Clinicopathological characteristics and outcomes in Embryonal tumor with multilayered rosettes: a decade long experience from a tertiary care centre
Abstract :
Background : Embryonal tumor with multilayered rosettes (ETMR) are a heterogenous group clinically, pathologically and topographically. Due to limited cases, data regarding its molecular genetics, pathology and prognostic factors is evolving. We retrospectively analysed our cohort of ETMR over last decade in order to study their clinicopathological characteristics and outcome. Methods : Our cohort consisted of patients diagnosed with Embryonal tumor with abundant neuropil and true rosettes (ETANTR)/Ependymoblastoma (EBL)/ Medulloepithelioma (MEPL) over the past decade. Clinical details, including outcome and imaging data was retrieved. Histological analysis including immunohistochemical work-up was performed. Results : Cohort included 15 patients with age range between 1-28 years and M:F ratio of 1.5:1. Supratentorial location predominated in comparison to tumors arising in posterior fossa. ETANTR and EBL patterns were equally distributed (40% each), followed by one case each of mixed pattern (EBL+ETANTR), MEPL and embryonal tumor, unclassified. All tumors readily expressed LIN 28A and INI-1 was retained. Recurrence with evidence of glial and rhabdoid differentiation was noted in a single patient 9 months following resection. Follow-up period ranged from 1-31 months, with overall median survival of 6.4 months. Eight patients were planned for adjuvant treatment following surgery, of which only four could complete it. All patients, except for one, succumbed to the disease. Conclusions:ETMR have a heterogenous morphology and gathers ETANTR, EBL, MEPL within its spectrum. Following treatment, the recurrent tumor may feature glial/rhabdoid differentiation. LIN28A is expressed in all cases, however should be interpreted in context of histology. Prognosis of ETMR remains dismal despite multimodal therapy.
Introduction :
Embryonal tumor with multilayered rosettes (ETMR) are aggressive, WHO grade 4 tumors which were defined by a distinct histological pattern about two decades ago.1-3 Previously, these tumors were classified under the broad umbrella of central nervous system-primitive neuroectodermal tumors (CNS-PNET).4Pfister and colleagues discovered a novel miRNA amplification of C19MC at chr19q 13.42 that was later considered as the genetic hallmark of ETMR.5 These tumors are highly heterogenous in terms of location and histology. The spectrum of histology described under ETMR includes embryonal tumor with abundant neuropil and true rosettes (ETANTR), ependymoblastoma (EBL), and medulloepithelioma (MEPL).6,7 The unifying features of these is amplification of C19MC of which LIN 28A is a surrogate marker.7,8 Recently, DICER mutations have been identified in C19MC negative tumors.9,10 Complete surgical resection which is attempted for patients with localised disease is associated with survival advantage similar to other pediatric brain tumors. These tumors have been conventionally treated with high-risk medulloblastoma protocols. Due to limited cases and its recent recognition, no specific treatment strategy using chemotherapy or adjuvant radiotherapy has been prospectively evaluated in ETMR patients so far.

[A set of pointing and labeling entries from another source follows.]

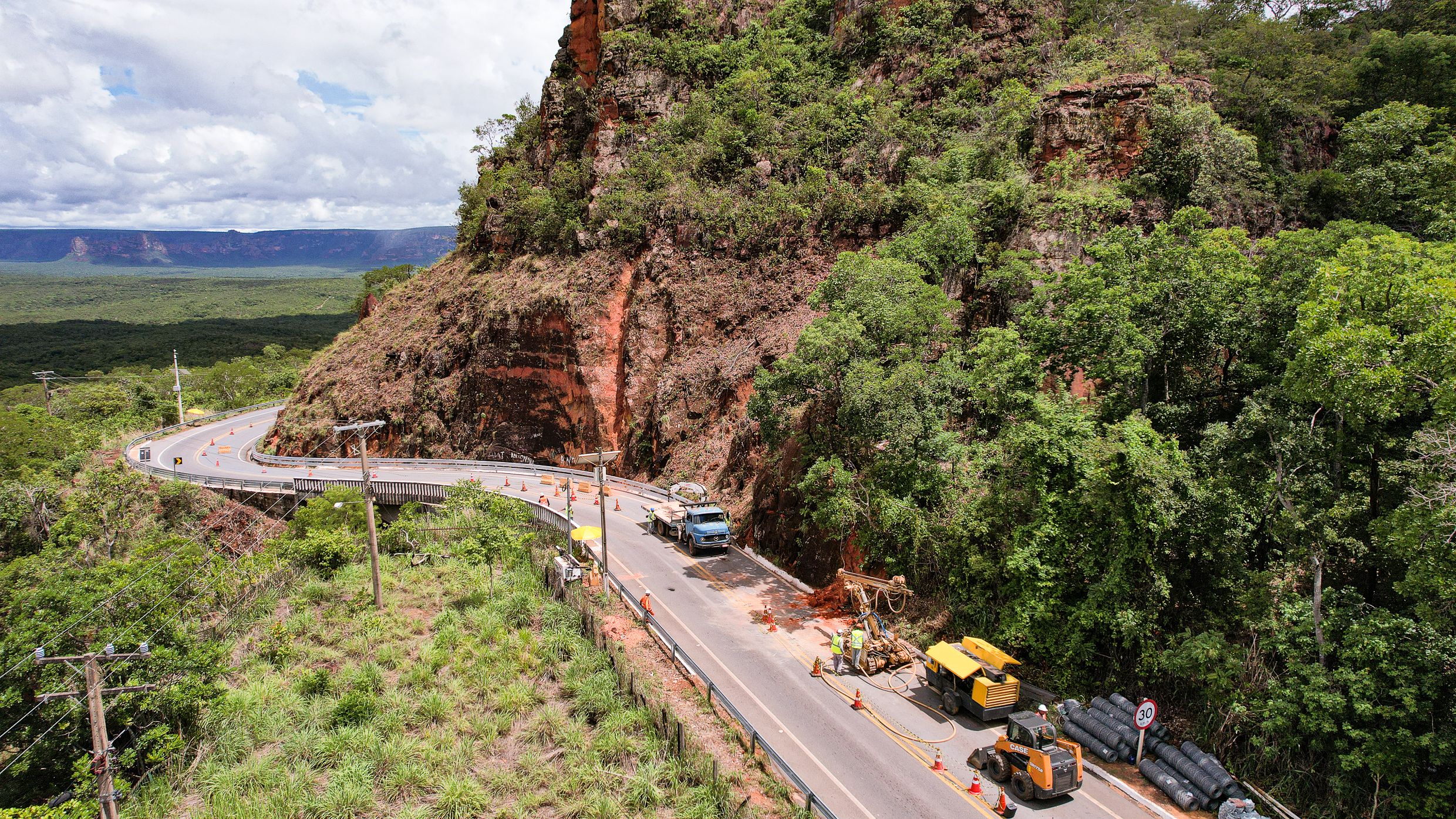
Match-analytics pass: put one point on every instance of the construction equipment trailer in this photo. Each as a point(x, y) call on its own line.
point(883, 649)
point(972, 675)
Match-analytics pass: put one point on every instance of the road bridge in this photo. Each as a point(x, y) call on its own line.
point(710, 605)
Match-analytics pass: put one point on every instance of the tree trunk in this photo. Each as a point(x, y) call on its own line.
point(1318, 560)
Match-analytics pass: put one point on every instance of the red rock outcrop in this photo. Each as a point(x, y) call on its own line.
point(1104, 122)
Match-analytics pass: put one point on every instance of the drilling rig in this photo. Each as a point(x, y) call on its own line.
point(883, 649)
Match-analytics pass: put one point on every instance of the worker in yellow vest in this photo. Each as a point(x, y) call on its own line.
point(836, 651)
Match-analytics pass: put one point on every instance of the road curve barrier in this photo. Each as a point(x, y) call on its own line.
point(210, 481)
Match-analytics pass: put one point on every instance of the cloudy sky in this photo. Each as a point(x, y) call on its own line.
point(255, 114)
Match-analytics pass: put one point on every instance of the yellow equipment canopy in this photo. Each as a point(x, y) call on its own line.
point(989, 653)
point(953, 660)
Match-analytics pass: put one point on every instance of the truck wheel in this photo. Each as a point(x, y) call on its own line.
point(999, 767)
point(951, 703)
point(1023, 786)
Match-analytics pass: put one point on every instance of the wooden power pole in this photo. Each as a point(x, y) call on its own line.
point(46, 387)
point(93, 694)
point(369, 502)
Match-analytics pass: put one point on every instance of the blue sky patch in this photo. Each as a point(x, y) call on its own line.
point(334, 94)
point(119, 83)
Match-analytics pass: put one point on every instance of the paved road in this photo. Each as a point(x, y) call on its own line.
point(858, 764)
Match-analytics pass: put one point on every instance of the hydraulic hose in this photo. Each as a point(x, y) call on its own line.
point(886, 720)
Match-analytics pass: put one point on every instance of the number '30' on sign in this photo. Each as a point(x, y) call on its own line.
point(1145, 714)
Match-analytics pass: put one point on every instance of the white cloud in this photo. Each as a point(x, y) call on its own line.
point(255, 114)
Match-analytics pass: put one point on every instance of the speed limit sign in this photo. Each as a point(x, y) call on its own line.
point(1145, 714)
point(1142, 717)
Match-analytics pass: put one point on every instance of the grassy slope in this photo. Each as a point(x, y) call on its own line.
point(483, 706)
point(164, 301)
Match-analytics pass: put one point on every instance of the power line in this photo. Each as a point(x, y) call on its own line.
point(191, 541)
point(16, 758)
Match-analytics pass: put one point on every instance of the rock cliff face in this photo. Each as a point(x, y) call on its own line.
point(500, 353)
point(545, 358)
point(1106, 122)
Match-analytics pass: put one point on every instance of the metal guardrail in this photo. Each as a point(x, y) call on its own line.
point(542, 513)
point(457, 464)
point(756, 739)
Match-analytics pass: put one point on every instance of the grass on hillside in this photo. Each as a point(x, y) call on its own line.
point(75, 268)
point(139, 299)
point(452, 703)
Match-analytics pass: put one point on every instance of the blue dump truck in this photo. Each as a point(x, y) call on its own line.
point(699, 527)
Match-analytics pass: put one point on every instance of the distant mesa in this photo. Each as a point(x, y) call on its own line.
point(347, 250)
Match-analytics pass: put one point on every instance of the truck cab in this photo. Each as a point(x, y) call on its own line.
point(699, 527)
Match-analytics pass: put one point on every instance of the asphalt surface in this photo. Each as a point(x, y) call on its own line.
point(875, 763)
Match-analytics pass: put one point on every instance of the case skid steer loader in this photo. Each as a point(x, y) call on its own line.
point(1039, 764)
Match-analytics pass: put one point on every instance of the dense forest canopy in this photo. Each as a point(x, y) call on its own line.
point(1175, 417)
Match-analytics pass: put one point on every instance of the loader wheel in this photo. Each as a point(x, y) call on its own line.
point(951, 703)
point(1023, 786)
point(999, 767)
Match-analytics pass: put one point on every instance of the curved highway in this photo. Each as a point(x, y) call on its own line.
point(858, 766)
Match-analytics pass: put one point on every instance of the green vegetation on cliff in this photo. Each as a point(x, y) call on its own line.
point(1141, 360)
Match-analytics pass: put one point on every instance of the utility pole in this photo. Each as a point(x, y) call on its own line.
point(601, 460)
point(177, 385)
point(369, 502)
point(46, 387)
point(101, 744)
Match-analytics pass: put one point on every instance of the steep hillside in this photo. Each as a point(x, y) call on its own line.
point(1120, 330)
point(623, 267)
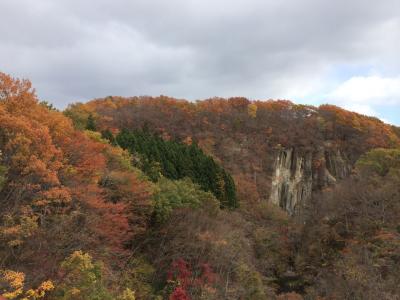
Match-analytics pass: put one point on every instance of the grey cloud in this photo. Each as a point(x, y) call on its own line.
point(76, 50)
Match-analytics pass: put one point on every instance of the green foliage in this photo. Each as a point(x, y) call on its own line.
point(177, 160)
point(83, 279)
point(138, 275)
point(380, 161)
point(78, 114)
point(127, 294)
point(3, 176)
point(107, 135)
point(251, 281)
point(172, 194)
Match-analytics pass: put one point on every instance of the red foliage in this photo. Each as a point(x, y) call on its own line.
point(179, 294)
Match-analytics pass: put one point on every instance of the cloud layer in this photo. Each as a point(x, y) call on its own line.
point(312, 51)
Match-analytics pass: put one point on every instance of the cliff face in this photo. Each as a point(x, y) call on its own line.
point(297, 174)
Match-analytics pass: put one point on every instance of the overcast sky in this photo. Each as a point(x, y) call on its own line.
point(345, 52)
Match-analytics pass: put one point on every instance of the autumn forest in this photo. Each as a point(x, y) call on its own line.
point(163, 198)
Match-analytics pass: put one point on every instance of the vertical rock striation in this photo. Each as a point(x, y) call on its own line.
point(297, 174)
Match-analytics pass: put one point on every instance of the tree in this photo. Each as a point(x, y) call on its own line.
point(91, 123)
point(82, 279)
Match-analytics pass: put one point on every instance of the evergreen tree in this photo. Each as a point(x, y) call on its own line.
point(177, 160)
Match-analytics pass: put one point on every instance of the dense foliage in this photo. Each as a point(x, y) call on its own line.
point(176, 160)
point(82, 218)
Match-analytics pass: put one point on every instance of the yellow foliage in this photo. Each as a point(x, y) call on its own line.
point(15, 281)
point(252, 110)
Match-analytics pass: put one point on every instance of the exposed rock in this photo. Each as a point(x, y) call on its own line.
point(296, 175)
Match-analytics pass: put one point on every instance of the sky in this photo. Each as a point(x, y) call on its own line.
point(343, 52)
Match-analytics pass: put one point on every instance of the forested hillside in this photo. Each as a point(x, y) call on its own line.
point(157, 198)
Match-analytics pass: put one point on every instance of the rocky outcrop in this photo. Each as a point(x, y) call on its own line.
point(297, 174)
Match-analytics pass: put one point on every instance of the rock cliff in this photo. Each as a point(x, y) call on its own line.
point(298, 173)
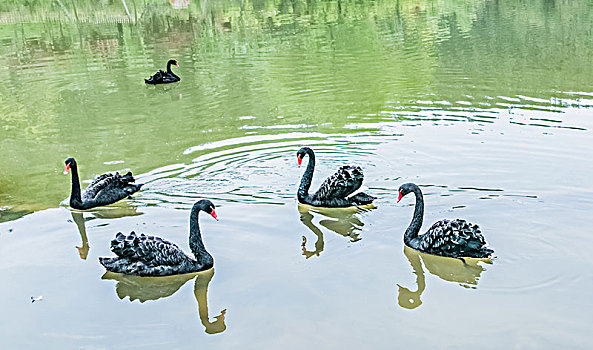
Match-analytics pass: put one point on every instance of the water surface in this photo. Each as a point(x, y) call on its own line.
point(485, 104)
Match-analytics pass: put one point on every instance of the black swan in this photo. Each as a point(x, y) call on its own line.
point(104, 190)
point(161, 77)
point(153, 256)
point(449, 238)
point(337, 191)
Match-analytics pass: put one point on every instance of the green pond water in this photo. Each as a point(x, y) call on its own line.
point(488, 105)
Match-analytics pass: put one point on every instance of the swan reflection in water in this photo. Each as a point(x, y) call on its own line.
point(466, 272)
point(110, 212)
point(153, 288)
point(342, 221)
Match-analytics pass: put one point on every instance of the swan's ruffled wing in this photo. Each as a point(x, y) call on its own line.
point(114, 186)
point(343, 183)
point(149, 250)
point(454, 238)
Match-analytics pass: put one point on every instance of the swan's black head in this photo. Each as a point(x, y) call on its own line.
point(302, 152)
point(405, 189)
point(206, 206)
point(68, 163)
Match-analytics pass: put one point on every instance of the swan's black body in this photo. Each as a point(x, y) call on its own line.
point(153, 256)
point(336, 191)
point(104, 190)
point(449, 238)
point(161, 77)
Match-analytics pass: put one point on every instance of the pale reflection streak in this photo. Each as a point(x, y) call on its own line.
point(466, 273)
point(342, 221)
point(153, 288)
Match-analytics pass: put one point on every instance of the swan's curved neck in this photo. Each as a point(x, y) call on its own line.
point(307, 176)
point(195, 239)
point(75, 192)
point(414, 228)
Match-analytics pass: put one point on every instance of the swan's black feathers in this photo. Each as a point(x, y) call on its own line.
point(454, 238)
point(148, 250)
point(109, 188)
point(343, 183)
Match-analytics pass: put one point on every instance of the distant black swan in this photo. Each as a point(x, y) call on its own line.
point(452, 239)
point(161, 77)
point(153, 256)
point(104, 190)
point(337, 190)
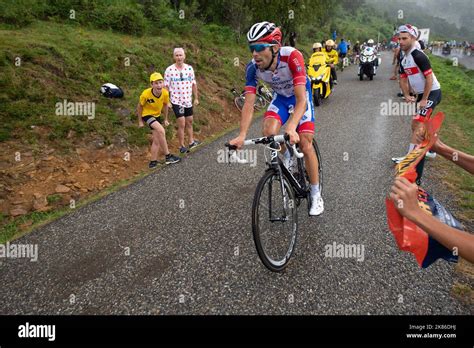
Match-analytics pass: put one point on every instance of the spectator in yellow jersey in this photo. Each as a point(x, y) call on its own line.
point(152, 102)
point(333, 57)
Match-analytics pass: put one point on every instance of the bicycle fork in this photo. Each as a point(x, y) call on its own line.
point(276, 167)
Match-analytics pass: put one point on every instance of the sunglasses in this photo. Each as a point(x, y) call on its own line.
point(259, 47)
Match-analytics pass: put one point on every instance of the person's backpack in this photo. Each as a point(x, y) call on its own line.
point(109, 90)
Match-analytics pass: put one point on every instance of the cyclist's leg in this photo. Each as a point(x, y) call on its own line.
point(275, 116)
point(306, 133)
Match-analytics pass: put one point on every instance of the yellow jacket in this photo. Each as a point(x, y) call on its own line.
point(318, 58)
point(333, 56)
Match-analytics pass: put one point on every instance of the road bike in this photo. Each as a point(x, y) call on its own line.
point(278, 195)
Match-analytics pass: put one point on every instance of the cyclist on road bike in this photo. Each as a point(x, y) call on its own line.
point(342, 48)
point(284, 70)
point(333, 57)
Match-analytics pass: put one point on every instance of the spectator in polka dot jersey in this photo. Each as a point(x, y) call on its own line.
point(181, 84)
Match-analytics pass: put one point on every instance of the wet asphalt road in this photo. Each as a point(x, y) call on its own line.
point(191, 251)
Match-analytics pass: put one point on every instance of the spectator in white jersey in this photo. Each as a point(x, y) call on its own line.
point(181, 84)
point(415, 71)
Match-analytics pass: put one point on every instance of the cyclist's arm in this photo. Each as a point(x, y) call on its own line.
point(247, 114)
point(166, 111)
point(404, 82)
point(250, 96)
point(300, 107)
point(296, 65)
point(424, 64)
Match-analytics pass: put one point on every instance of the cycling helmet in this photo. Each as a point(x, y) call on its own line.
point(155, 77)
point(264, 32)
point(330, 43)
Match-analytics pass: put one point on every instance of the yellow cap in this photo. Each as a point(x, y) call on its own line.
point(155, 77)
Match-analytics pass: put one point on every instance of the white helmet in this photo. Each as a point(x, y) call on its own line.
point(260, 30)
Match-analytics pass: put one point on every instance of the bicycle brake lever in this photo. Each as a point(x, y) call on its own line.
point(233, 157)
point(297, 154)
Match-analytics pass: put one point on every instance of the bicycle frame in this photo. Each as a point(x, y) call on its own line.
point(276, 165)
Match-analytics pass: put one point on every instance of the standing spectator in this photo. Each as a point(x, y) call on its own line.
point(181, 84)
point(415, 71)
point(293, 39)
point(342, 49)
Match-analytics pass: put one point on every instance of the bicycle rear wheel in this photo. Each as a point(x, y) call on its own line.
point(260, 102)
point(274, 221)
point(239, 102)
point(320, 167)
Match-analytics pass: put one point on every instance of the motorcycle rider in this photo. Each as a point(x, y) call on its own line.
point(333, 58)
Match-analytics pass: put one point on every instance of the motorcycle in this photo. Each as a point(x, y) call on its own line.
point(319, 73)
point(367, 65)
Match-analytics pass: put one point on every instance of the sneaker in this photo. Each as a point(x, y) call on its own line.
point(289, 163)
point(172, 159)
point(317, 205)
point(194, 144)
point(153, 164)
point(398, 159)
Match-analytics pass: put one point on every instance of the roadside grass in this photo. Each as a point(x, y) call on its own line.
point(458, 130)
point(46, 63)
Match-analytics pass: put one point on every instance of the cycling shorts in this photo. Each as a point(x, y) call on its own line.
point(434, 98)
point(281, 107)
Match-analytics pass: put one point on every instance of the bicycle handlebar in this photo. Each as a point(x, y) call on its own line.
point(281, 138)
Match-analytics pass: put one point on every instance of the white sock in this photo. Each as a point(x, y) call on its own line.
point(315, 190)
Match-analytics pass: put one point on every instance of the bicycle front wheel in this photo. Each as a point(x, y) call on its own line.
point(274, 221)
point(260, 102)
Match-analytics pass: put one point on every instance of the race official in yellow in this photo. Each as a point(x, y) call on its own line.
point(333, 58)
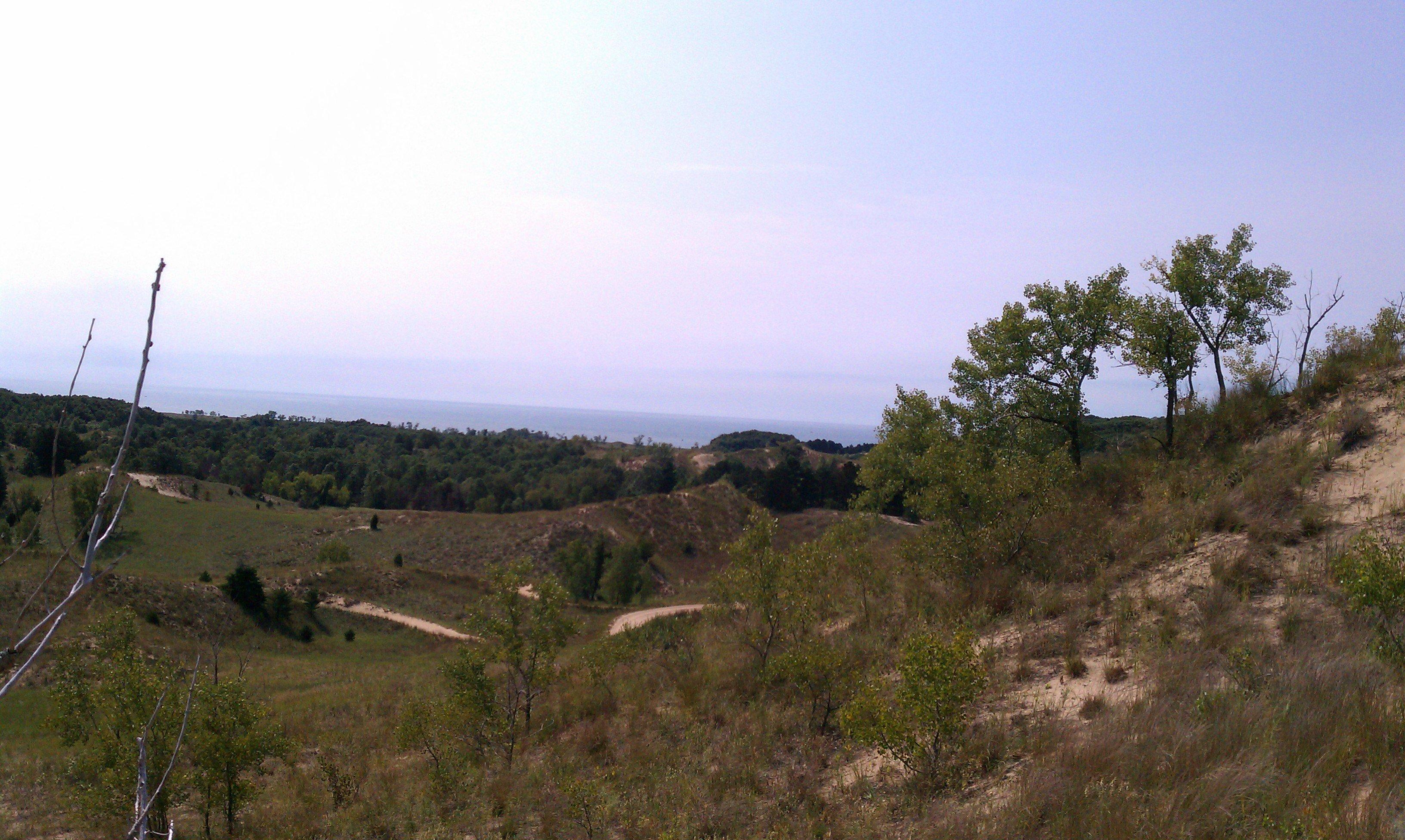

We present our experience with this uncommon tumor diagnosed over the past decade and discuss the morphological features, treatment details and clinical outcome. Due to limited number of cases reported in the literature and since the molecular diagnosis is not routinely performed, the information regarding clinical, pathological features, favourable prognostic factors, optimal treatment options are still evolving; our cohort adds observational data to the existing knowledge regarding this tumor.
Material and methods : Our cohort comprised of 15 cases of ETMR diagnosed over past 10 years. Demographics, treatment and survival details were retrieved from neurosurgery and radiotherapy records. Haematoxylin and eosin (H&E) stained sections were evaluated and tumors were further characterized with an immunohistochemical panel consisting of antibodies to glial fibrillary acidic protein (GFAP), synaptophysin, neurofilament protein (NFP), Neu N, LIN 28A, INI-1 and Ki67.